Arrêts maladie 2026 : limitation à 1 mois de la première prescription : quelles conséquences pour l’employeur ?
Date de publication : 15.05.26
Stanislas Dublineau
Carole Chriqui
L’absentéisme au travail connaît une progression continue depuis plusieurs années.
Selon une étude du cabinet Mercer Marsh Benefits publiée le 22 juillet 2025, le taux d’absentéisme en entreprise a atteint 5,8% en 2024, contre 5,3% en 2023. Les arrêts maladie de plus de 15 jours, qui représentent 29% des arrêts maladie, sont ceux qui ont le plus augmenté, avec une hausse de 6% sur la seule année 2024. Ces données, déjà élevées, confirment une tendance de fond à la hausse des arrêts de travail.
Afin d’enrayer cette dynamique et de contenir le coût des arrêts maladie pour la sécurité sociale et les entreprises, la loi de financement de la sécurité sociale pour 2026 a instauré de nouvelles règles encadrant la durée des arrêts de travail.
À compter du 1er septembre 2026, les arrêts maladie initiaux et leurs prolongations, lorsqu’ils portent sur plusieurs mois, feront l’objet d’un encadrement beaucoup plus strict.
Dès lors, une question centrale se pose : quelles sont précisément ces nouvelles limitations et quelles seront, concrètement, les conséquences pour les employeurs dans la gestion quotidienne des absences pour maladie ?
Vers un plafonnement des arrêts initiaux à un mois et des arrêts de prolongation à deux mois
Un décret pris en Conseil d’État viendra prochainement fixer les modalités d’application de cette réforme, en encadrant la durée des arrêts maladie, qu’ils soient initiaux ou de prolongation, prescrits par les médecins, les sage-femmes et les chirurgiens-dentistes.

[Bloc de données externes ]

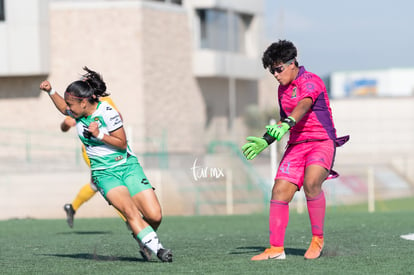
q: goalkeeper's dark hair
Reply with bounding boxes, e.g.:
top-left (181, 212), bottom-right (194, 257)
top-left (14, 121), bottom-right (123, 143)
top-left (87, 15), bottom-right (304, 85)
top-left (262, 40), bottom-right (298, 69)
top-left (65, 66), bottom-right (109, 103)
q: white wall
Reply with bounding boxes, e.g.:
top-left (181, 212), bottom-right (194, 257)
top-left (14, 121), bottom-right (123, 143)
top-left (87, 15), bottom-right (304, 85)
top-left (0, 0), bottom-right (49, 76)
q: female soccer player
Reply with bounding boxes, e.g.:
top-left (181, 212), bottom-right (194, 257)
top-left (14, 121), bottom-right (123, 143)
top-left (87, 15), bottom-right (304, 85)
top-left (40, 67), bottom-right (172, 262)
top-left (242, 40), bottom-right (349, 261)
top-left (60, 96), bottom-right (128, 230)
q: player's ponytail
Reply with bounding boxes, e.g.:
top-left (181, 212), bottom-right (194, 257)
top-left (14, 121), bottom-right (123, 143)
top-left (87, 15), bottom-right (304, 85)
top-left (66, 66), bottom-right (109, 103)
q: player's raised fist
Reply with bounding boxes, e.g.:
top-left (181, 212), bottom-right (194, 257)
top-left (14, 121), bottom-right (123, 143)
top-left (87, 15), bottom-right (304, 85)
top-left (40, 80), bottom-right (52, 93)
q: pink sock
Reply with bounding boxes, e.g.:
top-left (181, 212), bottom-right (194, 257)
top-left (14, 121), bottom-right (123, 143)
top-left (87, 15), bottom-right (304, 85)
top-left (306, 191), bottom-right (326, 237)
top-left (269, 200), bottom-right (289, 246)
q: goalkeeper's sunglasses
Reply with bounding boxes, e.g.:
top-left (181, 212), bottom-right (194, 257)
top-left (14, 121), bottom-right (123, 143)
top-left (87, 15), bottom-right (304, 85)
top-left (269, 58), bottom-right (295, 74)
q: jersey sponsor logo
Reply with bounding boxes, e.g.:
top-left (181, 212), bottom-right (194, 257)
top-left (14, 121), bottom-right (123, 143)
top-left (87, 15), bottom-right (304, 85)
top-left (279, 161), bottom-right (290, 174)
top-left (82, 125), bottom-right (92, 139)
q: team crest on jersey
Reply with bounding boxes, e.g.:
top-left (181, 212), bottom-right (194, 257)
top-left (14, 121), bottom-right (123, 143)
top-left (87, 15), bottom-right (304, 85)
top-left (291, 87), bottom-right (297, 98)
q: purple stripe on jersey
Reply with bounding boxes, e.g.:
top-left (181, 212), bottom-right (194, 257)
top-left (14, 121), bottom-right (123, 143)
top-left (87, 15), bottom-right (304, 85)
top-left (312, 93), bottom-right (336, 140)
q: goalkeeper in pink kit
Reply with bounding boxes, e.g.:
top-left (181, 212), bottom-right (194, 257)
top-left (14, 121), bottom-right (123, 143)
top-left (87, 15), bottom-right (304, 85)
top-left (242, 40), bottom-right (349, 261)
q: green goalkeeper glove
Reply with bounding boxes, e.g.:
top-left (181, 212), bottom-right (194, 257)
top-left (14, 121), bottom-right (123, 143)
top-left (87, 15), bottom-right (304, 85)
top-left (266, 117), bottom-right (296, 141)
top-left (242, 137), bottom-right (269, 160)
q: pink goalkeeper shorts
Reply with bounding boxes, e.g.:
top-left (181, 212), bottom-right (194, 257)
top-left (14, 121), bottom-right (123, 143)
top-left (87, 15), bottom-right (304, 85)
top-left (275, 139), bottom-right (335, 190)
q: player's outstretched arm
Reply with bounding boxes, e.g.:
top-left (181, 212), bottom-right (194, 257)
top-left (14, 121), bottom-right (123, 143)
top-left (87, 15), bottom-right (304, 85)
top-left (40, 80), bottom-right (67, 115)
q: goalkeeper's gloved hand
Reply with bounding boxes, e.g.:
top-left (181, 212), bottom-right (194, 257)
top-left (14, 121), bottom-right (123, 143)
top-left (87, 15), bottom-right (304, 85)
top-left (242, 137), bottom-right (269, 160)
top-left (266, 117), bottom-right (296, 141)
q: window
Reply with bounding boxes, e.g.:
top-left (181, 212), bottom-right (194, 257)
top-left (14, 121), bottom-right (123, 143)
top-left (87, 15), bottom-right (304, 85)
top-left (0, 0), bottom-right (6, 21)
top-left (197, 9), bottom-right (253, 53)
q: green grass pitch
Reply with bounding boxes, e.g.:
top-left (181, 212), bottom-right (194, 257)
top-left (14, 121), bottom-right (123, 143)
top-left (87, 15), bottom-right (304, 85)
top-left (0, 199), bottom-right (414, 274)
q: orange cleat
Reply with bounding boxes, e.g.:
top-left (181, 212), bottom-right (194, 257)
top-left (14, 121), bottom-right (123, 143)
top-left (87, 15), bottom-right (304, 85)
top-left (251, 246), bottom-right (286, 261)
top-left (305, 236), bottom-right (323, 260)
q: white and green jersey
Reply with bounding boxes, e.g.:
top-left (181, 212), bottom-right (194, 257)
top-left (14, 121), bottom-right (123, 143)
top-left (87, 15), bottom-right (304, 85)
top-left (76, 101), bottom-right (127, 170)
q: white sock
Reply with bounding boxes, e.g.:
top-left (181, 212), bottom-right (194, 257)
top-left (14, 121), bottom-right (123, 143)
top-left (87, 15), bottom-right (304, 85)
top-left (141, 231), bottom-right (163, 254)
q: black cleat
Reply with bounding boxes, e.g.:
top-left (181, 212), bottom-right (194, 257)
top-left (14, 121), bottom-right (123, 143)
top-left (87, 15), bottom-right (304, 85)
top-left (63, 203), bottom-right (76, 228)
top-left (131, 233), bottom-right (152, 262)
top-left (157, 248), bottom-right (172, 263)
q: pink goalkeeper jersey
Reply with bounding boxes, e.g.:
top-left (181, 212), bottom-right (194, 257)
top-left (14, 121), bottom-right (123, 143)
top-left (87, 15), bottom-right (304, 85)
top-left (278, 66), bottom-right (337, 144)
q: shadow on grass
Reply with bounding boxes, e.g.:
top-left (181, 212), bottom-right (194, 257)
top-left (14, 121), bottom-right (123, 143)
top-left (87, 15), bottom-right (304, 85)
top-left (229, 246), bottom-right (306, 256)
top-left (42, 253), bottom-right (145, 262)
top-left (56, 231), bottom-right (112, 235)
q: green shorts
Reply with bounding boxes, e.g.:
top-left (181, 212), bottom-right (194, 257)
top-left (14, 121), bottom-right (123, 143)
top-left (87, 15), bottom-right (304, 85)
top-left (92, 156), bottom-right (152, 199)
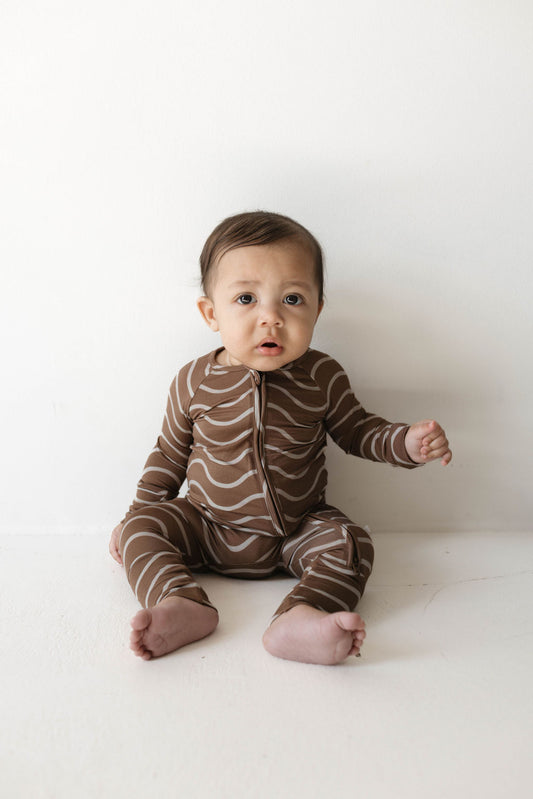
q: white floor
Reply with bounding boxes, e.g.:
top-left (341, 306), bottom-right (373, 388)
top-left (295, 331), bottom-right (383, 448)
top-left (0, 533), bottom-right (533, 799)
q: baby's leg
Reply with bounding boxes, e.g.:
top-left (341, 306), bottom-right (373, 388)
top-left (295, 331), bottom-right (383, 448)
top-left (263, 506), bottom-right (373, 665)
top-left (119, 499), bottom-right (218, 660)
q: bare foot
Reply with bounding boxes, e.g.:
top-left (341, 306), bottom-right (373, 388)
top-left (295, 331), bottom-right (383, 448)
top-left (130, 597), bottom-right (218, 660)
top-left (263, 604), bottom-right (366, 666)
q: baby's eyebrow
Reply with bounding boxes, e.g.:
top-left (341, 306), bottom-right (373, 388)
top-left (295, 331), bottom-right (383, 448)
top-left (228, 280), bottom-right (313, 291)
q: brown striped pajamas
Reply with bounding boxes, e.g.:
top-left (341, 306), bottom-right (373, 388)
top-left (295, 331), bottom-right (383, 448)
top-left (120, 350), bottom-right (416, 618)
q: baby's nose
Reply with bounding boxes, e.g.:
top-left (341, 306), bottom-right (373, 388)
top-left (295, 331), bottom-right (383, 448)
top-left (260, 305), bottom-right (283, 327)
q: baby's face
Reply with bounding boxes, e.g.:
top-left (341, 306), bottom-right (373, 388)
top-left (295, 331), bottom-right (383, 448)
top-left (198, 241), bottom-right (322, 372)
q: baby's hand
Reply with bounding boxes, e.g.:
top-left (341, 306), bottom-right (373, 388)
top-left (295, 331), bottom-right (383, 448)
top-left (405, 419), bottom-right (452, 466)
top-left (109, 523), bottom-right (122, 566)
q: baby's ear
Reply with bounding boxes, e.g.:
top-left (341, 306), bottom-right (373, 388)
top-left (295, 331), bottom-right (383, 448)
top-left (196, 297), bottom-right (218, 333)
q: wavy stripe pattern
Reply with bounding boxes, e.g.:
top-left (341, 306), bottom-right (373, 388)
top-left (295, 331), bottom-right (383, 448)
top-left (120, 350), bottom-right (415, 618)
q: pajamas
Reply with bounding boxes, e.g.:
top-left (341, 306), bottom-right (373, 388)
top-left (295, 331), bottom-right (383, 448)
top-left (120, 350), bottom-right (416, 618)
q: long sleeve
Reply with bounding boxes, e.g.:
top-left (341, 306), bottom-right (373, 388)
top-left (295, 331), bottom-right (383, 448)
top-left (317, 358), bottom-right (418, 469)
top-left (122, 370), bottom-right (192, 522)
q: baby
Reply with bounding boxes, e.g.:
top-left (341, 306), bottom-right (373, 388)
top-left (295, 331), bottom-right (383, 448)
top-left (109, 212), bottom-right (452, 664)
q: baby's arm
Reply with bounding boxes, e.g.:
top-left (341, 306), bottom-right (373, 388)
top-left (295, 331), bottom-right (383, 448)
top-left (109, 522), bottom-right (122, 566)
top-left (405, 419), bottom-right (452, 466)
top-left (109, 370), bottom-right (192, 565)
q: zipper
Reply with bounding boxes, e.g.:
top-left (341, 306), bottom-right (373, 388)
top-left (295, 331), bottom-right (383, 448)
top-left (251, 369), bottom-right (287, 536)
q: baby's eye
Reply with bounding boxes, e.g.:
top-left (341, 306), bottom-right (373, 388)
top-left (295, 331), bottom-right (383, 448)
top-left (285, 294), bottom-right (303, 305)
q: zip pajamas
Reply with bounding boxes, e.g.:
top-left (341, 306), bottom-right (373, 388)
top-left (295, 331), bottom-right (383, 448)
top-left (119, 350), bottom-right (416, 618)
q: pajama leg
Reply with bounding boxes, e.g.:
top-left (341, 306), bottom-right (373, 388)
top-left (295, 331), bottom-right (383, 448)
top-left (274, 505), bottom-right (374, 619)
top-left (119, 498), bottom-right (213, 608)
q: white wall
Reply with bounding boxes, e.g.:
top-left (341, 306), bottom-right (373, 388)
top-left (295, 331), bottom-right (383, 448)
top-left (0, 0), bottom-right (533, 531)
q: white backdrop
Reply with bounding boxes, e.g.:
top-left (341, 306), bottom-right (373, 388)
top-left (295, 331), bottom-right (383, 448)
top-left (0, 0), bottom-right (533, 532)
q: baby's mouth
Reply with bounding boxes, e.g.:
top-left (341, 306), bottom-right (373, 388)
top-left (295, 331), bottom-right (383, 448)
top-left (257, 338), bottom-right (283, 355)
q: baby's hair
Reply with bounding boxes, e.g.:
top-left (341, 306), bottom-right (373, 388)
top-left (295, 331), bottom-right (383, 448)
top-left (200, 211), bottom-right (324, 302)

Si le texte définitif n’est pas encore publié, les projets de décret prévoient qu’à compter du 1er septembre 2026, les plafonds suivants s’appliqueront :
- un mois (31 jours) pour la première prescription d’arrêt de travail ;
- deux mois (62 jours) pour chaque arrêt de prolongation, ces prolongations devant, en principe, être établies par le prescripteur initial, afin de garantir un suivi médical continu et cohérent.
La règle devient donc celle d’une limitation stricte de la durée des arrêts, les arrêts de longue durée étant appelés à devenir l’exception.
Les praticiens ne pourront prescrire des arrêts de longue durée que dans des situations précisément justifiées, tenant soit à la situation médicale particulière du patient, soit à l’application de recommandations spécifiques émises par la Haute Autorité de santé.
En pratique, les arrêts de travail ne pourront plus se prolonger sur plusieurs mois sans un réexamen médical régulier, documenté et argumenté : chaque prolongation devra être motivée et s’inscrire dans un véritable suivi du patient.
Pour les employeurs : quelques contraintes à prévoir
Pour les employeurs, ces nouvelles règles ne bouleversent pas fondamentalement le cadre juridique de la gestion des arrêts maladie : un salarié en arrêt reste protégé, son contrat de travail demeure suspendu, et il peut continuer à percevoir des indemnités journalières de sécurité sociale (IJSS) ainsi qu’un complément de rémunération versé par l’employeur lorsque les conditions légales ou conventionnelles sont réunies.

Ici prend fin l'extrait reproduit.